The early results are in for Ike Davis and I for one am confused. His triple slash line of .282/.446/.423 is neither good nor bad. Truth be told it is a mixed bag that leaves me wondering what the Mets should do with Davis in 2014. In some ways a mediocre performance is the worst case scenario for the Mets since it complicates the situation at 1st base going into an offseason where the Mets have an outfield and shortstop to sort out. Let us start by looking at the two other possible scenarios for Davis’s return to the majors.
If Ike Davis returned from his month long stay and the minors and hit at a clip similar to what we saw out of him in the second half of last year (.265/.347/.565) then Alderson’s decision would be made easier.
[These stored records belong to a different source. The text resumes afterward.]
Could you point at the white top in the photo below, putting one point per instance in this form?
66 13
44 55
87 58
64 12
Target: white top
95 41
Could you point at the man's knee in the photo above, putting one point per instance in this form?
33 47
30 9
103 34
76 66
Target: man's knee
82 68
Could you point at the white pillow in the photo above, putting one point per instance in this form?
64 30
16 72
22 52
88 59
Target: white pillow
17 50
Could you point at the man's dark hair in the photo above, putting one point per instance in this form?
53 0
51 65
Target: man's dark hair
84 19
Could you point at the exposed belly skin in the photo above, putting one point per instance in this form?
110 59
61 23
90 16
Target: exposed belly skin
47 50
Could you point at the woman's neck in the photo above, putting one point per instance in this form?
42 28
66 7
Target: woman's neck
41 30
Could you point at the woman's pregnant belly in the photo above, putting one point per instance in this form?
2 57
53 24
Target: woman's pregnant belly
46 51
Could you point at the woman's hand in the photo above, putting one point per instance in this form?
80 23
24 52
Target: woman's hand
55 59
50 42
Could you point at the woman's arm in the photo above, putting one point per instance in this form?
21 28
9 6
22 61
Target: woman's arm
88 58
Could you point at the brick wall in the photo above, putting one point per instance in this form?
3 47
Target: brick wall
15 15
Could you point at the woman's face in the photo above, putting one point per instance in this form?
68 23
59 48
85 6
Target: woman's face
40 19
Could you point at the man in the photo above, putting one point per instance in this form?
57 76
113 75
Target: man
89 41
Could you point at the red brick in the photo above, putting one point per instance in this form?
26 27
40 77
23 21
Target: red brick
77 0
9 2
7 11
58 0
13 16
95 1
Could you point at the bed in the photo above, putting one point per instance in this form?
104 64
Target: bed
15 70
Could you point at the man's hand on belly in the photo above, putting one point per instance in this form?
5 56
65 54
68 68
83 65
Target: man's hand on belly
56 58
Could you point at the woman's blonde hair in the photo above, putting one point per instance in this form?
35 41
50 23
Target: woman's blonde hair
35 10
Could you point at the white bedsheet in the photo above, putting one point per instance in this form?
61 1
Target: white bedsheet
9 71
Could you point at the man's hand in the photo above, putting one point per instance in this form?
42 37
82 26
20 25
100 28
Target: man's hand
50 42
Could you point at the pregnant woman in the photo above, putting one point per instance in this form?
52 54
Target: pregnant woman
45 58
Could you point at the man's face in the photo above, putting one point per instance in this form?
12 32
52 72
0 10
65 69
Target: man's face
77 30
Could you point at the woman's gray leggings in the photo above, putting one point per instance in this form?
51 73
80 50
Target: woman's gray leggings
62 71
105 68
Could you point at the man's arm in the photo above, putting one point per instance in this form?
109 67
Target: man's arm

Not that bringing Davis back next season would be a no brainer, at this point back to back slow starts is a major cause for concern from a guy expected by many to be a middle of the order bat. Still Alderson has his work cut out for him this offseason as he has an outfield plus shortstop situation to sort out without any clear answers inside the organization to fill those spots. Making a bet that Ike could produce more consistent results next season makes sense since the Mets have enough to worry about without adding 1st base to the list.
The other end of the spectrum is if Ike showed no improvement from his stay in the minors. In this case Alderson would have to cut ties with his still arbitration eligible 1st baseman since he showed no hope of rebounding. While it would have been nice to keep Davis around in this scenario Davis just flat out did nothing to show that he was worth the bet for another year. The Mets could then use that flexibility to add a bat at 1st base which might be easier than adding in the outfield or shortstop. The point being that Alderson’s decision would be made for him by virtue of Ike’s poor performance.
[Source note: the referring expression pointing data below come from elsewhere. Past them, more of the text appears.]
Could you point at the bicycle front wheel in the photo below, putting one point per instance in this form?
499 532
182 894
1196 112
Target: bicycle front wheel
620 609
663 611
The problem is that Davis is neither performing well nor performing badly. He has shown excellent plate discipline, as noted by Michael Baron. Yet this has not translated to hitting for much power. He has one homerun since the recall and if not for two doubles last night his .423 SLG would be even lower than it is now. Further cause for concern is that he is that he gets consistently beat by the fastball. Ike Davis has not been good but he has not been terrible. Combine his lackluster performance with concerns about slow starts creates a situation where Sandy Alderson will have to think long and hard about if he likes Ike in 2014.